2. Market structure and actors

For the data harmonisation services and products developed during the HUMBOLDT project, the following primary and secondary markets were identified:

Primary market:

  • National INSPIRE-responsible bodies (LMOs)
  • INSPIRE SDICs
  • GIS developers implementing applications with data harmonisation issues.
  • Parties that have to use/offer heterogeneous data from various sources (Data Custodians/Data Integrators)

Secondary market:

  • People/institutions faced with spatial data interoperability difficulties in a cross-border situation or other application fields.
  • Other parties interested in data harmonisation.
  • Thematically related European or Industry Projects.

These are in total several thousand potential customers in Europe alone who are currently for the largest part due to a lack of tools and processes not investing into data harmonisation, but rather perform re-collection of data or just use heterogeneous data sets.

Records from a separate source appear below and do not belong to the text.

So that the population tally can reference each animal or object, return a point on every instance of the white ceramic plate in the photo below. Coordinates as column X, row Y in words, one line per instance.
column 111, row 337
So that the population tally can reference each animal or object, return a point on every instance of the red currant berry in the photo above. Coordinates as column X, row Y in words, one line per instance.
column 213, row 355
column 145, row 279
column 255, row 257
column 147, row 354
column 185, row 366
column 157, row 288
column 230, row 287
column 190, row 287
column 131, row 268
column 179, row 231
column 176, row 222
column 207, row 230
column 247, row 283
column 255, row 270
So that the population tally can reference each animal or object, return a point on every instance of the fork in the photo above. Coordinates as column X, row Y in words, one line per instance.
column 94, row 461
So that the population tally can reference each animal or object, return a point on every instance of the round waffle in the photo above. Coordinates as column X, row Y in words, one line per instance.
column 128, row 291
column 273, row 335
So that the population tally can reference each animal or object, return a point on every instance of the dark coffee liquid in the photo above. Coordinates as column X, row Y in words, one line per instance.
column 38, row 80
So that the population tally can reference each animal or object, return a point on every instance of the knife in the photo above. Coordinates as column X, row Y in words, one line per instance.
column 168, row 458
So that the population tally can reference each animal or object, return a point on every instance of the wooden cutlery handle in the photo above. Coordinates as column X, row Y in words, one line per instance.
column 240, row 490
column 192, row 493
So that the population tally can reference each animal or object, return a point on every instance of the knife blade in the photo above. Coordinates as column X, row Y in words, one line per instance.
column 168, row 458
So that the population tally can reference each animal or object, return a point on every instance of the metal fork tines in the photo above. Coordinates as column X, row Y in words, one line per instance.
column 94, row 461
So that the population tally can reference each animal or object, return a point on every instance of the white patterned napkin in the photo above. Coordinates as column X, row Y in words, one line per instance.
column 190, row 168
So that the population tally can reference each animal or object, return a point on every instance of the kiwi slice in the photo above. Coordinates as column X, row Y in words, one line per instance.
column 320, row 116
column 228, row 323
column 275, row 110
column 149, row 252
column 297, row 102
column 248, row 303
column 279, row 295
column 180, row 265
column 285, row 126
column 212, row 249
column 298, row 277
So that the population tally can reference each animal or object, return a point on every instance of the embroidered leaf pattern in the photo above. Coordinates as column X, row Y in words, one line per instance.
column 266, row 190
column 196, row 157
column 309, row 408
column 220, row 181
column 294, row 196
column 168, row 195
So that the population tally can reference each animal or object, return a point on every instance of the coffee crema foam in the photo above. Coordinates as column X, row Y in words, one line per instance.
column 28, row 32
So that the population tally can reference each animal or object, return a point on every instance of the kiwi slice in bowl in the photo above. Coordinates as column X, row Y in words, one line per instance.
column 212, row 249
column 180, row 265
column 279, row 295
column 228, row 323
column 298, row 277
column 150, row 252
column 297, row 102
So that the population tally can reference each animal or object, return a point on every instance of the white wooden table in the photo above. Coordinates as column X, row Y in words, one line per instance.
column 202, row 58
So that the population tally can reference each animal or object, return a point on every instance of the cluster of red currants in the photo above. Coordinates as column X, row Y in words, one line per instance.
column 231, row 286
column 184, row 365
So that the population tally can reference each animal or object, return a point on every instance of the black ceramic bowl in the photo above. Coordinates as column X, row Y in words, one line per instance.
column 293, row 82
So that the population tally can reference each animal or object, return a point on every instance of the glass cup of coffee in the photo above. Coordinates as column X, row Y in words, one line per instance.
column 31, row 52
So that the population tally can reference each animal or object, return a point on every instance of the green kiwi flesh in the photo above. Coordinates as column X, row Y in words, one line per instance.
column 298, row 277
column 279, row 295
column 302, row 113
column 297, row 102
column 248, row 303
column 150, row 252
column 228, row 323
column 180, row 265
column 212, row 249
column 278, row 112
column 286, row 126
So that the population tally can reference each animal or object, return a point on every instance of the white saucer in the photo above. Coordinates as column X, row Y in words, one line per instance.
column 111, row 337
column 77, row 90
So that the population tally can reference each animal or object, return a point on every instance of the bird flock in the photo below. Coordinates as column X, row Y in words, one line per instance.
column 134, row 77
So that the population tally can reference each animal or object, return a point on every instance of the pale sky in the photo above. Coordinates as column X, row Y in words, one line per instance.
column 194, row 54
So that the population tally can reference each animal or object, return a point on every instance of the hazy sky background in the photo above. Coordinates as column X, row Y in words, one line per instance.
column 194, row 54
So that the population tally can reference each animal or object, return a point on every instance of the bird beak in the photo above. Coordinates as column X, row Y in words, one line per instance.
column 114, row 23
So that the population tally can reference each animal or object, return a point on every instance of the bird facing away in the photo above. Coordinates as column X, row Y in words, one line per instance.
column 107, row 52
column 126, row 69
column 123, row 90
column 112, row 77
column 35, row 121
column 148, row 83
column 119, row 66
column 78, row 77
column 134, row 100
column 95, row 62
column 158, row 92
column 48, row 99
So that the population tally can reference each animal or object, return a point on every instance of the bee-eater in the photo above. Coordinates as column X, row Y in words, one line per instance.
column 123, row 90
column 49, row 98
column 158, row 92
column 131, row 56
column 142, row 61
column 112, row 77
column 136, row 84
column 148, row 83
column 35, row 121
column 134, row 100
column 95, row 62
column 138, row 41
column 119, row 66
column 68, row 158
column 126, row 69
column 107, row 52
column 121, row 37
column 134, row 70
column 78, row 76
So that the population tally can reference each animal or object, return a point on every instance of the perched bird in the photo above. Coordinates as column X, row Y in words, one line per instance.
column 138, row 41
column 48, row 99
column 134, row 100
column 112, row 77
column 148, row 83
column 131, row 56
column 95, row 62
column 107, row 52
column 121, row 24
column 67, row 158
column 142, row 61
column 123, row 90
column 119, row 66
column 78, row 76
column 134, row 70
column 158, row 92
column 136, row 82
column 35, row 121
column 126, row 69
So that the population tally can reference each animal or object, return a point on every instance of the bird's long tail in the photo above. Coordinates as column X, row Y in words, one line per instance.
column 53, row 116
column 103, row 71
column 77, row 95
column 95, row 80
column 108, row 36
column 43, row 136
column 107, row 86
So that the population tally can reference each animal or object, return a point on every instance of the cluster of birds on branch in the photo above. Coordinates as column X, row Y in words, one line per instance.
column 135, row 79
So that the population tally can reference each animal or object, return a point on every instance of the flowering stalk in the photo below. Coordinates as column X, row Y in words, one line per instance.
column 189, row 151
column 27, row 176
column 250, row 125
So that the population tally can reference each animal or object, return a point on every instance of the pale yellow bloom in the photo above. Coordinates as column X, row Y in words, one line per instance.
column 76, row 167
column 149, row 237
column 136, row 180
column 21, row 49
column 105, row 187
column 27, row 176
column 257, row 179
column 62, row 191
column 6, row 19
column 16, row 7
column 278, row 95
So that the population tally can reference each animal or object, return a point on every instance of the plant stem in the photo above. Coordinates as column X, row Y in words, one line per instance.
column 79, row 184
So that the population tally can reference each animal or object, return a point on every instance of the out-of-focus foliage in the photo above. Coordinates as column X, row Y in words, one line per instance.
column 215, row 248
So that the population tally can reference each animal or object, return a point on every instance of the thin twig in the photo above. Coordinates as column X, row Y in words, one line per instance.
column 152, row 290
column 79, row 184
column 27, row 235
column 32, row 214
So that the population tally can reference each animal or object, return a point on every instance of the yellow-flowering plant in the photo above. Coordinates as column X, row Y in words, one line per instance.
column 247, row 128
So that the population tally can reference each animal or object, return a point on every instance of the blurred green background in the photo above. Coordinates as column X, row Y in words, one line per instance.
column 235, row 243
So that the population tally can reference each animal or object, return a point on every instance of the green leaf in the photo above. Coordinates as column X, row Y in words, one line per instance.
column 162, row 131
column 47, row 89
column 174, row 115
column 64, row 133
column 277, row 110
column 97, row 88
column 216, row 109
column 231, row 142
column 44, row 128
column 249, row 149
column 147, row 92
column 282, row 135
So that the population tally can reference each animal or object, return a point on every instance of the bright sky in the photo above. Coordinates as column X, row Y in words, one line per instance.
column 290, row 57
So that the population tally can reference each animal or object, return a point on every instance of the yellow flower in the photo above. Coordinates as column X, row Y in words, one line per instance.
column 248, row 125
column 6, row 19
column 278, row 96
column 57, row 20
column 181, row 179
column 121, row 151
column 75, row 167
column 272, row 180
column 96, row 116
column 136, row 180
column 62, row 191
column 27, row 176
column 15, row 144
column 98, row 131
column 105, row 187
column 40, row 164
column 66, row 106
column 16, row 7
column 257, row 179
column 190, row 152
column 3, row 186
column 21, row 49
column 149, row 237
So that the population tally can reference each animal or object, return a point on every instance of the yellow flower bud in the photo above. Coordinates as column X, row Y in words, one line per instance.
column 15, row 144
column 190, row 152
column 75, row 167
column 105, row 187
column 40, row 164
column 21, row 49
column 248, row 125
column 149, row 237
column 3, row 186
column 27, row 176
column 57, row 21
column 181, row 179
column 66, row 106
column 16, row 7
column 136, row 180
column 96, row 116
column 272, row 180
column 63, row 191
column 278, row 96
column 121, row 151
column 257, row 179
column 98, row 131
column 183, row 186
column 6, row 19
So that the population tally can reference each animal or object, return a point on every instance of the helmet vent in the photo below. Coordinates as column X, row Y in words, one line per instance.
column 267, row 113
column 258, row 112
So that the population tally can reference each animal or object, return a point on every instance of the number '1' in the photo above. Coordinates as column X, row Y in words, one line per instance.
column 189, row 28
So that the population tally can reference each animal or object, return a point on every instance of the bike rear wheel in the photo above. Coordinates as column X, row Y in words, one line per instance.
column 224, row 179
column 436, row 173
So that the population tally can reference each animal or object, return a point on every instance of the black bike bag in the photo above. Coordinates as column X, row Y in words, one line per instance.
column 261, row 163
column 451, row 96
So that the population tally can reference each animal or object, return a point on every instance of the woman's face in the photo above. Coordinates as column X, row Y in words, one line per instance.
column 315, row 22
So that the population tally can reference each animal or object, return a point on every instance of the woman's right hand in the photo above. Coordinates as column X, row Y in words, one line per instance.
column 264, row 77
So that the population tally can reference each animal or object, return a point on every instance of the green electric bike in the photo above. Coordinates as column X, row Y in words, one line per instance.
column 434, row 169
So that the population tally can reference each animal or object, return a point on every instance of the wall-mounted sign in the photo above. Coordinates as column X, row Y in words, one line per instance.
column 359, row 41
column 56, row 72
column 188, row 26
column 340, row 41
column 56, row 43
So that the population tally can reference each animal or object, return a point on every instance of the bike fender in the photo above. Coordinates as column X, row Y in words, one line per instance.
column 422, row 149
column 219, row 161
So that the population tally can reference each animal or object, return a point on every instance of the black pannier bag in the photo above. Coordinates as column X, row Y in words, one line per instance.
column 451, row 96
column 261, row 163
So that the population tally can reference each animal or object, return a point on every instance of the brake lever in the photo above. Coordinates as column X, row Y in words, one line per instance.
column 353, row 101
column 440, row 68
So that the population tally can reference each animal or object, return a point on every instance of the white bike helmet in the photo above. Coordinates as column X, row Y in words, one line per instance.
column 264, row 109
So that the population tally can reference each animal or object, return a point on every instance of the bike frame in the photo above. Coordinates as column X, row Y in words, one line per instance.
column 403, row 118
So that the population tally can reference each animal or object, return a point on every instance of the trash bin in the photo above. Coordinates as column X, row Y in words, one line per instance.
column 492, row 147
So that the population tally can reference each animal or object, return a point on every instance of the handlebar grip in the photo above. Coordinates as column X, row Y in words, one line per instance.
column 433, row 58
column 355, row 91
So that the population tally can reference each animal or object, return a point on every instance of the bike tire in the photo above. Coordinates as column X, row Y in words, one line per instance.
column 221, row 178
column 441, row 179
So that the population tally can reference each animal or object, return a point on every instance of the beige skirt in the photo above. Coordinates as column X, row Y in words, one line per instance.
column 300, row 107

To summarize, the market for data harmonisation services and products is in a competitive situation. It is evolving and changing quickly with both customers and market actors using very different approaches to data harmonisation. There are almost no actors that actively promote data harmonisation activities, but rather perform them under different titles such as data transformation, integration or spatial/business analytics.

What is your take on this? Is there a market for specific data harmonisation products and services or are these just special fields of Business Intelligence, Business Integration, or Spatial Data Value Added Services? What’s the right label?

 

The inspire-foss project

The open source community around data harmonisation and transformation is growing steadily. An interesting project that was started in 2010 by Just van den Broecke and others is called inspire-foss and offers “Transformation, storage and web-based delivery for geodata based on European INSPIRE standards using Free and Open Source Software“. The main focus of the inspire-foss project itself at this time is ETL – the transformation of data in an arbitrary spatial data source file to an INSPIRE-compliant schema. Technology-wise, a mix of XSLT, GDAL/OGR, Python and Java is used to create the ETL service. A description of the typical implementation process can be found here. As this process involves activites such as XSLT development and Unix Shell scripting, which might not be for everyone, the group also offers professional support.

For solving other steps of a data harmonisation process, several components are integrated. The deegree inspire node is used for data delivery, while an OpenLayers-based web map application called Heron Mapping Clientis used as a client. In HUMBOLDT, we have also worked closely with the deegree team and recommend using their service as well. This collaboration was tested in projects like GS SOIL.

An interesting topic that came up during INTERGEO, where we met part of the team behind the deegree project, was the format they use internally to configure the mapping between the database and GML. The definition of such mapping models and their usage are still complicated tasks and there was a strong interest in combining efforts to advance a standardised conceptual mapping format. We will definitely follow up on this!